Since I’ve always felt naturally inclined in the direction of “tidying up,” but frequently found myself being treated like a “neat freak” (and not always kindly!), it was quite curious to me to discover this new-fangled obsession with Marie Kondo’s book and now a TV series about “tidying up.” Hooray! I thought. Maybe now I won’t feel like such a weirdo! So I decided to take a look at her approach to making peace with our surroundings. Because, after all, that is how I’ve seen this business of “tidying up” all of my life.
It’s not about having a big, fancy, expensive house. I grew up in a very modest (actually less than that) little lake cottage where we had one source of heat in the winter which was right in the middle of the house, surrounded by two tiny bedrooms, a bathroom, and a kitchen. There was no central air conditioning, plain wooden floors, and no insulation in the walls. One a cold winter morning I would wake up with my blankets covered with a bit of frost and frozen to the wall. But no matter . . . . my mother kept our little cottage clean and tidy. Even when I hated having to do the dishes, sweep the floor, dust the old broken down furniture, scrub that little old-fashioned bathroom, and fold the laundry, I guess I learned to appreciate the peace (and perhaps even joy!) that comes from having our little world orderly.
Have you heard about the “Tidying Up” phenomenon? Check out my blog post at Vintage Mama’s Cottage to follow my journey!
If you haven’t read “Tidying Up” or seen the Netflix series, you might find it interesting. In an article I found at CNET: “Kondo’s goal is not to design the perfect home — Kondo couldn’t care less what color someone’s walls are — it’s to seek out and increase the tranquility in one’s space and amongst one’s things. It imagines the home as a sanctuary, rather than a dream house.” You can make peace with your home, no matter where you live or what kind of house you live in. It could be an apartment, a rental house, a dorm room . . . anywhere you live, you can make it a place of refuge and tranquility. Even if you only have a corner of a room, you can make it yours.
At first glance this might seem counter-intuitive in this day and age when we all are bombarded day and night with bright shiny objects demanding our attention: “BUY ME!” and “BUY MORE” and “SALE! SALE! SALE!” Everywhere we turn we are encouraged to buy the latest, greatest, newest, most fashionable “this and that,” and of course all of the newest, greatest, and most fashionable stuff is different from one season to the next. So whatever great, amazing, and hottest thing you bought last month is probably really old and boring by now. So BUY MORE!

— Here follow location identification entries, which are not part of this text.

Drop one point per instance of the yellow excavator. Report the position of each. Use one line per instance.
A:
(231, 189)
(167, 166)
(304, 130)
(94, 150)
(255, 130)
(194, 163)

According to the article from CNET: “Tidying Up” is not your average American phenomenon. Deceptively innocuous, it is ushering an array of un-American philosophies to the American television mainstream: declutter your life, be thankful for the home you have, practice gratitude. In a country filled with overstuffed garages and increasingly excessive home makeover shows — think “Fixer Upper,” or “Extreme Home Makeover,” or even “Hoarders” — “Tidying Up” preaches humility, and the idea that we should tidy our homes to show ourselves and our living spaces respect.”
So whether you want to follow Marie Kondo on a journey of “Tidying Up,” or if you just want to jump in and do it the old-fashioned way, tidying up is a good way to make peace with your home. Last year we had a flood in our laundry room. It was a mess! But in the end, it pushed us to replace some old flooring and carpeting that we were planning to do, but just hadn’t gotten around to it. Actually, we didn’t have the money to do it, so when the flood destroyed a bunch of stuff, our insurance covered the cost of some of the renovations we already had planned. In the end it was a good thing, but while we were in the middle of fixing stuff, it was miserable.
Now we have a few more home improvement projects we want to tackle this spring, so for now I’m focusing on making sure that I tackle the tidying up projects that need my attention so that we’ll be ready for the big projects. This week, the pantry cupboard needs to be reorganized. It’s a baby step, but it is a step in the right direction. How about you? Have you tried “Tidying Up,” or do you just do what I do and roll up my sleeves and tidy up . . . I can’t quite figure out whether some of this stuff “sparks joy” or not. Like noodles. Or underwear. Or dish soap. I guess you could say that stuff “sparks joy” so I guess I better keep a few noodles, underwear, and dish soap. And probably socks. Other than that, I’ll let you know. I would love to hear about your “tidying up” journey, that is if you decide to start down that path. It will be interesting!